Border dwellers hope return of peace after DGMO-level talks

Excelsior Correspondent
JAMMU, May 30: The border dwellers in Jammu region, both on the International Border (IB) as well as Line of Control (LoC) were jubilant over yesterday’s decision of Indo-Pak DGMOs to stick to 2003 ceasefire agreement hoping that it will lead to restoration of peace on the borders and they would be able to live normal life again after ceasefire violations by Pakistan.
The optimism, though, is tinged with wariness as promises of peace have often not lasted.
The border residents are again returning to their homes after getting displaced due to intense Pakistani shelling for nine days from the middle of this month in Arnia, RS Pura, Ramgarh, Samba and Hiranagar sectors, where two BSF jawans and 10 civilians were killed in Pakistan shelling and firing.
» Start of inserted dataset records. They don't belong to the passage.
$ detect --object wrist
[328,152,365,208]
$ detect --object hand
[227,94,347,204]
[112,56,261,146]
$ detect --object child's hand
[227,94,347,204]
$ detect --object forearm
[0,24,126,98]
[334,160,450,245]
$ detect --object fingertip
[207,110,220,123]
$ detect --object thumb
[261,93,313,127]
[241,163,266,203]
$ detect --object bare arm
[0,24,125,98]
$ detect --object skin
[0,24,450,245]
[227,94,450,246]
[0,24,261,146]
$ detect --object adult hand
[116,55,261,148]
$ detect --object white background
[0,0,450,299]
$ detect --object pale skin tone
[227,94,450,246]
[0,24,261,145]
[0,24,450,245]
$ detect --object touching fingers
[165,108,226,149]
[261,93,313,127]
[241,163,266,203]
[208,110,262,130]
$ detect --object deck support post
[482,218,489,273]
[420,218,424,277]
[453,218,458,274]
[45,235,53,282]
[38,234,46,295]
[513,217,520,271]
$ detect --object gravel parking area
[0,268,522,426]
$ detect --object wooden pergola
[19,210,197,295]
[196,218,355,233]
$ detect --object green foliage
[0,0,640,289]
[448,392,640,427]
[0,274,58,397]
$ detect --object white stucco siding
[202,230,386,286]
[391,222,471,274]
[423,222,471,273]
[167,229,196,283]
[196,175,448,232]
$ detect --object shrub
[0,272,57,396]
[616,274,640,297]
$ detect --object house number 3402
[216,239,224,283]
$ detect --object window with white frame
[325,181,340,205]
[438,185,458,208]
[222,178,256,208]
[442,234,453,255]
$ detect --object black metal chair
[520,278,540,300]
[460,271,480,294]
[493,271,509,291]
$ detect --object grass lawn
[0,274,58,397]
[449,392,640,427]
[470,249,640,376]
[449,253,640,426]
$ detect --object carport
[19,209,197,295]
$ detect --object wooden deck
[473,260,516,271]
“We welcome any initiative aimed at ensuring peace along the borders. People are leaving the relief camps and returning to their homes after the DGMOs of the two countries agreed to maintain the ceasefire,” Yashpal, Sarpanch of Deba village of Abdullian sector, said.
Director General of Military Operations (DGMO) of India and Pakistan yesterday agreed to “fully implement” the ceasefire pact of 2003 in “letter and spirit” and to stop cross border firings.
Yashpal, however, said that this was not for the first time that India and Pakistan are speaking to honour the 2003 ceasefire agreement.
“Pakistan has always violated the agreement and we do not have any faith in it,” the village head said.
Some people of the village who were reluctant to go back to their homes and were still housed at the relief camps, returned last night after getting information about the DGMOs telephonic talk and the decision to maintain ceasefire along the borders, he said.
Sarpanch of Chandu Chak village, Bachan Lal, said this was the second time this year the people of the border villages were forced to flee their homes.
“The first migration took place in January itself and we returned after DGMOs of the two countries spoke to each other and it was followed by flag meetings between the security forces on the either side. However, after a lull of several months, we were again in the relief camps,” he said.
It has become a routine to migrate to safer places three to four times a year, rued Lal.
“We want a permanent solution to this problem. We pray that the two countries uphold the agreement in true spirit,” he added.
Referring to the recent Pakistani shelling, Lal said three of those killed were natives of his Panchayat area.
“What was their fault? They were in their homes. At least 25 mortar shells hit houses in my area,” he said.
There is nothing more precious than peace, Lal said. “Poor people from both sides are suffering. Meager compensation of Rs one lakh and a job or five lakhs for human life and Rs 30,000 for an animal is all that is given. Motor companies are not entertaining the claims for damage to vehicles and the Government also does not cover the damage of the vehicles under any scheme,” he said.
Lal said he raised these issues with Chief Minister Mehbooba Mufti on one of her recent visits.
The village head said the border residents have faced Pakistani shelling for the past over two decades. “Besides the risk to our lives, the education of our children is getting affected along with farming and other business activities,” he said.
Pawan Singh of Suchetgarh said nobody can imagine the plight of border residents during the times of ceasefire violations. “Over the past several years, the situation had worsened,” he said supporting the peace initiatives between the two countries.
Veena, 28, who works as a saleswoman at a cosmetic shop here to help her family of five comprising parents, a sister and a brother, said they returned to their house yesterday after spending nearly a week in the relief camp at the ITI campus.
“We have a ‘kutcha’ house and have no option but to run for the safety during Pakistan shelling,” she said pleading for permanent peace along the border. She demanded early construction of underground bunkers for each family and a scheme to transform their ‘kutcha’ houses into ‘pucca houses’.